According to the latest announcement, the Canadian Real Estate Association (CREA) has ventured into a pilot initiative to provide real-time tracking of bids on REALTOR.ca listings, launching this summer. Real estate technology firm ‘Openn Negotiation’ is partnering with REALTOR.ca to provide a working model and framework to implement and launch this process in Canada. With a proven success record in Australia in the Australian market, it has dramatically benefited real estate. The primary objective is to ensure complete openness in the real estate bidding process, allowing real estate professionals and customers to learn about competing bids on listed properties.
With the goal to help Canadians during their real estate journey, this collaboration project will deliver meaningful complete data insight about listed real estate pieces or properties. Real-Time tracking of offers put on the listed property is the highlight of this project. But if this pilot process is implemented correctly and becomes successful, it can significantly help homebuyers afford a suitable home well within their means.
As witnessed throughout Canadian Real estate history, multiple offer scenarios have become commonplace in existing Canadian real estate buying and selling. Therefore, making it challenging for one buyer to get their hands on the property, increasing competition among potential buyers, thus giving rise to a touch bidding system. Furthermore, there is no way for a buyer to verify if the information provided to them regarding multiple offers is correct in the existing system. All they can know is how many offers they are competing against. Due to a lack of full transparency about other offers, most buyers try to shoot in the dark by coming up with the highest process to win the bidding war. Sometimes in this race of winning bidding, many buyers buy a home or property that is well above their means using illegal approaches.

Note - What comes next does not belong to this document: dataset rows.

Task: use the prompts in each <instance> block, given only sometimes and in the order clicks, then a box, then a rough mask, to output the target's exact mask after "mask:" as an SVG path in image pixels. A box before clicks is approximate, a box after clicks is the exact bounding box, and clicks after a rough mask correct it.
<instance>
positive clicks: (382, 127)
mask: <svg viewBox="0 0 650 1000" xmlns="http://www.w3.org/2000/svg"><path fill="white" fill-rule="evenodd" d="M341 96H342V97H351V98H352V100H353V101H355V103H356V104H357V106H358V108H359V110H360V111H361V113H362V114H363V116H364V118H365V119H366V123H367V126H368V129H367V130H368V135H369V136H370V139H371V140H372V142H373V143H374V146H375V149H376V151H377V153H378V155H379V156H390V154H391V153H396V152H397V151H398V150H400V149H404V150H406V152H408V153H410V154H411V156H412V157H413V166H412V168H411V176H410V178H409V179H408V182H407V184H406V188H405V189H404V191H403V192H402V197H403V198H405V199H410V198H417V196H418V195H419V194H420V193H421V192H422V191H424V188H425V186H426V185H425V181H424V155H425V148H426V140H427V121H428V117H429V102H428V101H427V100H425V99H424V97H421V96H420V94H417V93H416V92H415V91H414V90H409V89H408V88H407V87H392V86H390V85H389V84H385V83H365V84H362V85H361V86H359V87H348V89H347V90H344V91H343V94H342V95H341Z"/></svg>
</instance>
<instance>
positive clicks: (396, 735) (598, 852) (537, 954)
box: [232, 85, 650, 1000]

Moreover, Human bias is a significant hindrance to the existing system. Even though no one wants to talk about it, there have been various instances where the listing agent rigged the bidding process. In many scenarios, listing agents use scare tactics and provide incorrect information regarding current offers to potential buyers’ agents when requested to pressure them and push them to work with their clients to raise the offer price. And it is also not hard to find examples where listing agents favoured buyer agents who greased their palms by providing inside information about other offers and helping them win the bid and buy the listing.
Numerous instances have spawned ideas asserting that implementing such openness resulted in dramatic increases in real estate prices in nations like Sweden and New Zealand. However, as the adage goes, every coin has two sides, and each positive development entails certain drawbacks. And precisely, how this will affect Canadian real estate professionals and consumers is still an open question. All we can home is that it benefits the Housing market in Canada and makes home affordability an achievable goal.